If you’ve seen The Secret Life of Pets, you probably remember the scene where dogs Max and Duke happen upon a sausage factory.
They ride a conveyor belt throughout the factory, gobbling up sausages as fast as they’re made. Soon, they’re in a dream sequence with thousands of singing and dancing sausages, until they’re swimming in a pool of them. By the time animal control discovers the dogs, fat and drunk on sausages, the dogs have presumably contaminated the entire production line.
Will food safety pros find out about the incident before products ship? What’s the plan if customers report dog hair (or worse) in their food? Obviously, this isn’t the movie’s focus, but if it were, traceability would certainly be an issue.
In today’s post, we examine how a cloud-based Quality Management System (QMS) improves traceability, helping protect both consumers and manufacturers.

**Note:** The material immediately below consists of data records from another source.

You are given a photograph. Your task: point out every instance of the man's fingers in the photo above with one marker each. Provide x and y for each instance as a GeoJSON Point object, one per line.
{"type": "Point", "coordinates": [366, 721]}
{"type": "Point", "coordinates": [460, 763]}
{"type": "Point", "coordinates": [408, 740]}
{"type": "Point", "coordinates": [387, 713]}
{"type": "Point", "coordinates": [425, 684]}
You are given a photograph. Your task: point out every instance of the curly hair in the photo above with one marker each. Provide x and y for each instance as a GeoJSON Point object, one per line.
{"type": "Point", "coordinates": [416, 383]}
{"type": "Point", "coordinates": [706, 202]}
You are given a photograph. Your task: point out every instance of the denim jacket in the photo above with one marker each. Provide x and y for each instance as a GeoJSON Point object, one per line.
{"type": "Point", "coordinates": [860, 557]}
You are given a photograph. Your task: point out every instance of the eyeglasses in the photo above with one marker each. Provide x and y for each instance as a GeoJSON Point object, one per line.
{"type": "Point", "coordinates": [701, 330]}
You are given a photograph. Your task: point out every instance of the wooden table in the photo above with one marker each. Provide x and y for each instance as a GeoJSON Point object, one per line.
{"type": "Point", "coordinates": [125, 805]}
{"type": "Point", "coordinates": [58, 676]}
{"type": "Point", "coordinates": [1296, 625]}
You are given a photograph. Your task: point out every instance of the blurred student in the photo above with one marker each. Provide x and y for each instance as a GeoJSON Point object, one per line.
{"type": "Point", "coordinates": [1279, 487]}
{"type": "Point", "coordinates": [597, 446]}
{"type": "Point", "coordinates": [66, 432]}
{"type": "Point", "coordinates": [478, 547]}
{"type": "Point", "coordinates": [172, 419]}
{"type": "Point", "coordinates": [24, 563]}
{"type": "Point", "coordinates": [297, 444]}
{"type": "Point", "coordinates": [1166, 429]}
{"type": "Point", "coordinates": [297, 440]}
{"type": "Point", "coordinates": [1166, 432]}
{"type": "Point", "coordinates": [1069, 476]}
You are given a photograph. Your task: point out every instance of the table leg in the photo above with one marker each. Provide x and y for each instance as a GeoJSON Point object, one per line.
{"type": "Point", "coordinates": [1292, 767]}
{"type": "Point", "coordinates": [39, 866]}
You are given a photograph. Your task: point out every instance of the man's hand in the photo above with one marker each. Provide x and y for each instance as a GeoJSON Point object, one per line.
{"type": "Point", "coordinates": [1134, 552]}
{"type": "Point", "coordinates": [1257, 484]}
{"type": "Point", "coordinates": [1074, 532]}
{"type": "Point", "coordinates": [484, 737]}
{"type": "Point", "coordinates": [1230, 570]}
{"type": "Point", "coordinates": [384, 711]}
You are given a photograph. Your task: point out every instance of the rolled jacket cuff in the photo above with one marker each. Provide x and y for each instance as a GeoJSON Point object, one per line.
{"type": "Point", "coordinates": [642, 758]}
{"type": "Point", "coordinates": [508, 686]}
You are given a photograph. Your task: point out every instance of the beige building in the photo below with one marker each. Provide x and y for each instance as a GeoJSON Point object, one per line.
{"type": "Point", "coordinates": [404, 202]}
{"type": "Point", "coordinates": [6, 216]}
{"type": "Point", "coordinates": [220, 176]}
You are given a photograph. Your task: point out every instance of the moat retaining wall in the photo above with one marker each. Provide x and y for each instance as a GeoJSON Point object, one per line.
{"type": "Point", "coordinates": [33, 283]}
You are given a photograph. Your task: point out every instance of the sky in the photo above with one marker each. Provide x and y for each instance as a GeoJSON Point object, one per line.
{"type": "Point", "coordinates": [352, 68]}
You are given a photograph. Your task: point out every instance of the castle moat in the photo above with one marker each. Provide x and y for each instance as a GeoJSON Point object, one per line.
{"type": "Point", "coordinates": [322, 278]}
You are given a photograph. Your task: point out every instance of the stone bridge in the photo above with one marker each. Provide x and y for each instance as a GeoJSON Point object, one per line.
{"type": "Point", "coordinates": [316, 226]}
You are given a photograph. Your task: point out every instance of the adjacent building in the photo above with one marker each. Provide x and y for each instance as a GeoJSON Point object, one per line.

1. Standardized Recordkeeping
A company’s recordkeeping practices serve as the foundation for traceability. Traceability requires the ability to track products at any point in the supply chain, including where products or materials originated and where they were ultimately distributed.
Companies with inefficient recordkeeping processes run the risk of dramatically larger (and more expensive) recalls. Inability to pinpoint the scope of contamination means having to recall much more product than is actually necessary just to be careful. In fact, experts estimate that only about half of recalled foods truly need to be removed from the market.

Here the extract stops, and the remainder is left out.